Robert Spencer, of Jihad Watch, has recently released his latest book, Religion of Peace? Why Christianity Is and Islam Isn't. This is the latest in a series of titles, the most popular being the Politically Incorrect Guide to Islam (and the Crusades). Spencer has become something of a lightning rod to those on the other side of the argument, eager to make the accusation of "Islamophobia." And admittedly, these titles are, in the tradition of Oriana Fallaci, not exactly subtle works. But it is hard to fault his arguments, or his research. Truth can be an inconvenient thing.
John Derbyshire penned a critical review of the book, which set off a chain of responses between the two writers. Steve Burton comments on the discussion, here. Rod Dreher picks up on it, here, and manages to link to writings of Spengler (always good) and T. S. Eliot (ditto). The exchange is a good window into the ongoing civilizational debate.
Derbyshire's original review can be found, here. I must admit, Derbyshire completely lost me with the following:
Spencer’s more general assumption that our civilization is a child of Christianity can likewise be fairly doubted. Does religion in fact explain anything about history? It is of course impossible to know how different the world would have been if Jesus of Nazareth, or Mohammed, had died in the cradle; but the suspicion lurks that it might not have been very different. Would the Arabs have come surging out of their desert oases in the seventh century without the Prophet and his faith to inspire them? Would Frankish knights have taken ship to recover the Holy Land, if they had not considered it Holy, only a lost province of the Roman Empire? Would white Europeans have developed science and consensual democracy if they had been only white Europeans, not also Christians?
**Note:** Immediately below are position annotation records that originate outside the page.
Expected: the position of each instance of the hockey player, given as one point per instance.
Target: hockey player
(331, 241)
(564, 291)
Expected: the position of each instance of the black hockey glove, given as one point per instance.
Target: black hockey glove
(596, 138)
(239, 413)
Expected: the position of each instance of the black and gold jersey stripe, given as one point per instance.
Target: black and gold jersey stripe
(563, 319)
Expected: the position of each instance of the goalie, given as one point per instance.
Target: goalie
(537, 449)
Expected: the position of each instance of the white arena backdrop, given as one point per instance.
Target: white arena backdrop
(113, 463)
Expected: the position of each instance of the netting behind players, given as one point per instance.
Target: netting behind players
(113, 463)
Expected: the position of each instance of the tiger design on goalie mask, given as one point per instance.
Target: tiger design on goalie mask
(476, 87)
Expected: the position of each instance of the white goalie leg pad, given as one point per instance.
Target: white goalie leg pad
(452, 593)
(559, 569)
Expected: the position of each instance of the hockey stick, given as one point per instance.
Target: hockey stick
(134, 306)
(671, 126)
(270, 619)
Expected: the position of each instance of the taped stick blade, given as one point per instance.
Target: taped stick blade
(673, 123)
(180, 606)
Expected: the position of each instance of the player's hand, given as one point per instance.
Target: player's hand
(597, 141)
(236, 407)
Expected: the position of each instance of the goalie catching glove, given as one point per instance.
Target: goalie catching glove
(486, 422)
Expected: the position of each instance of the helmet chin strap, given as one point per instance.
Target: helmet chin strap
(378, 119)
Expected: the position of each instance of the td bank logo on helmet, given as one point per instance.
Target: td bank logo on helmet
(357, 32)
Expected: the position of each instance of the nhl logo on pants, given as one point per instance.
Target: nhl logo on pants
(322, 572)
One does not have to be a believer to recognize the civilizational impact of both Christianity and Islam. Not only does religion explain anything in history, it explains most everything in history. I find it almost absurd to argue otherwise.
Spencer responds, here--convincingly, in my book.
Derbyshire's gentlemanly reply can be found, here. He gets off a good line about his own loss of faith:
The rest of what Spencer says seems to be a call to resurrect the Church Militant. I wouldn’t mind that happening myself. The Charlton Heston, Sophia Loren movie of El Cid was a favorite of my teen years; and one of the (lesser) factors that drove me out of Christianity was that wretched and embarrassing “peace” hug—in my case, a squirm. Give me the Cid and Richard the First any time (though not, please, Richard’s hug).
Spencer concludes the exchange, here, which includes the following:
The fact that Mr. Derbyshire considers Christianity preposterous is noted; it may, however, have blinded him to the ways in which he benefits from the civilizational advances it fostered, as well as to the ways in which the propagandistic “equivalence” arguments that are so prevalent nowadays sap the will of Westerners to defend what we are told every day is a rotten, worthless thing.